Sahil Kapur reports on a GOP report on why the party does so poorly with young voters on Talking Points Memo.
The Republican Party’s troubles with young voters are well known. But a new internal report virtually elevates the threat level to apocalyptic, declaring that the GOP needs a “fundamental re-thinking” of its approach in order to remain viable with the younger generation. The 95-page report by the College National Republican Committee, based on in-depth research by the Winston Group on voters aged 18-29 nationwide, warns of “a dismal present situation” for the GOP when it comes to Millennial voters.
Uncommitted young voters may not be enamored with the Democratic Party but they have a terrible opinion of the GOP. “In the focus group research conducted in January 2013,” the report said, “the young ‘winnable’ Obama voters were asked to say what words came to mind when they heard ‘Republican Party.’ The responses were brutal: closed-minded, racist, rigid, old-fashioned.”
UPDATE: Jon Favreau comments on The Daily Beast.
With the help of the Republican Party’s leading Millennial pollster, Kristen Soltis Anderson, the College Republicans set out to discover how to win back some of these Americans in future elections. And what they found is younger voters simply don’t want the current brand of crazy that so much of the national Republican Party has been selling with such fervor.

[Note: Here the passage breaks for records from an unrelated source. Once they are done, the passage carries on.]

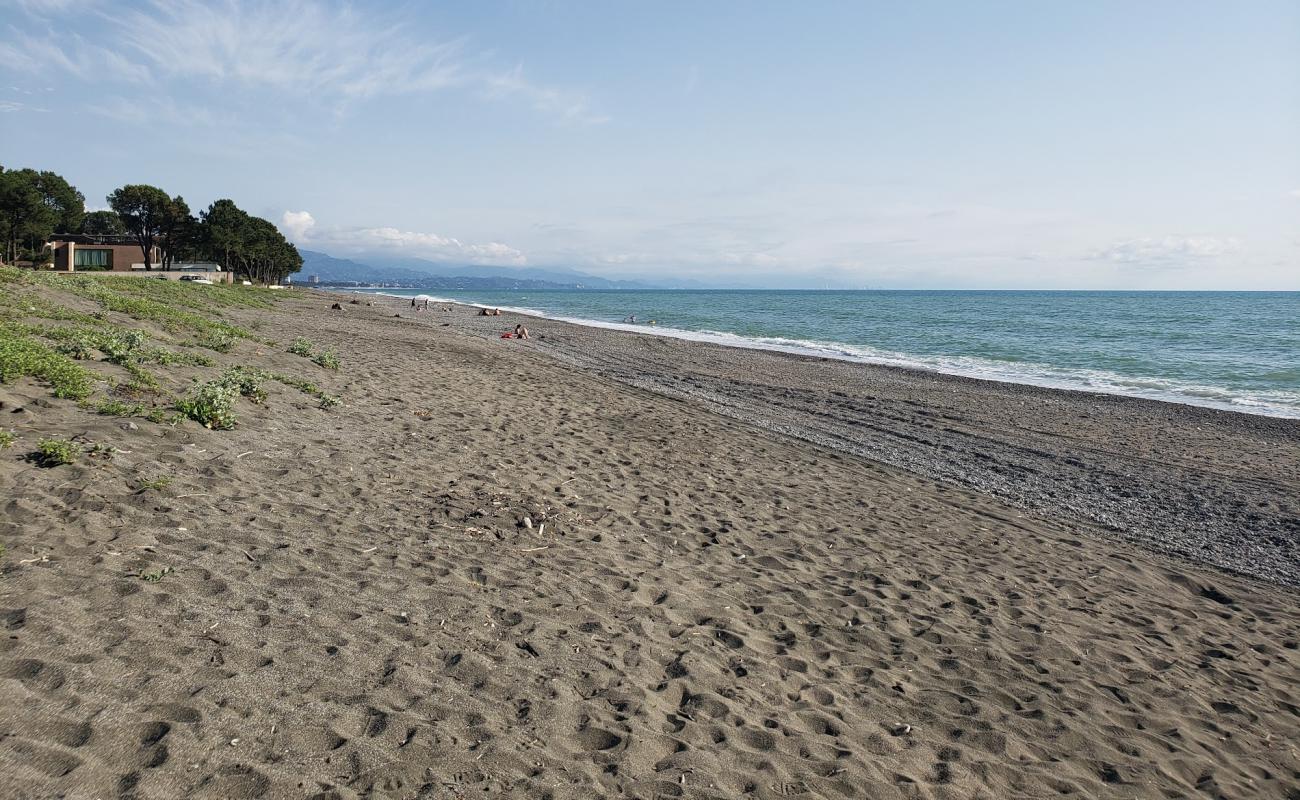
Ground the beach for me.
[0,291,1300,799]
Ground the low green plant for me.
[36,437,82,467]
[0,325,91,399]
[312,350,341,369]
[96,328,144,366]
[140,567,176,583]
[176,380,239,431]
[217,367,270,403]
[135,475,172,492]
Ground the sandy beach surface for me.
[0,293,1300,799]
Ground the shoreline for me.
[345,287,1300,420]
[374,295,1300,587]
[0,286,1300,800]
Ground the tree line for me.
[0,167,303,284]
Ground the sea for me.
[348,289,1300,418]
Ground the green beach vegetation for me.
[0,267,341,434]
[36,436,82,467]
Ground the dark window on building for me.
[73,247,113,269]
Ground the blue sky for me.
[0,0,1300,289]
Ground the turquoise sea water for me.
[353,290,1300,418]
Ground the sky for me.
[0,0,1300,290]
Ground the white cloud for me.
[0,33,150,83]
[1088,235,1242,265]
[280,211,528,267]
[0,0,607,122]
[280,211,316,242]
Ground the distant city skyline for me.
[0,0,1300,290]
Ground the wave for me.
[351,293,1300,419]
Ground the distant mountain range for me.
[298,250,701,289]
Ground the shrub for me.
[96,328,144,366]
[36,437,81,467]
[312,350,339,369]
[218,367,270,403]
[135,475,172,492]
[0,325,91,399]
[176,380,239,431]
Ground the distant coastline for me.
[350,286,1300,419]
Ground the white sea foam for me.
[356,293,1300,419]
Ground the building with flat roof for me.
[47,233,163,272]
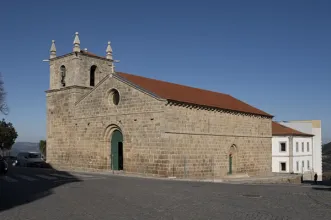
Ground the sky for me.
[0,0,331,142]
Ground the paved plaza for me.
[0,168,331,220]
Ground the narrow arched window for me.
[90,65,97,86]
[60,65,67,87]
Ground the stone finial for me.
[73,32,80,52]
[49,40,56,59]
[106,41,113,60]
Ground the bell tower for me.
[49,32,114,90]
[46,32,118,162]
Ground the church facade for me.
[46,33,273,178]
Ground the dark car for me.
[0,155,8,175]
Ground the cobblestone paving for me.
[0,169,331,220]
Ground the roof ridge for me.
[116,71,233,97]
[116,71,273,118]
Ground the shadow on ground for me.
[0,165,82,212]
[302,180,331,186]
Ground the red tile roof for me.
[272,121,314,137]
[117,72,273,117]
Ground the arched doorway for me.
[110,130,123,170]
[228,144,237,175]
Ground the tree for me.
[0,73,9,115]
[39,140,46,156]
[0,119,18,150]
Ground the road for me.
[0,168,331,220]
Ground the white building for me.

The truth is, the Republican Party today doesn’t have an economic agenda that goes beyond tax cuts and spending cuts. It can spend the next few years hiding behind investigative witch hunts and over-the-top rhetoric that most Americans don’t take seriously. It can hide behind another 37 failed repeal votes of a health-care program that’s already working as it’s supposed to in states like California. But the party cannot keep hiding from an entire generation of voters who expect both sides to address their aspirations with smart, sensible, mainstream solutions.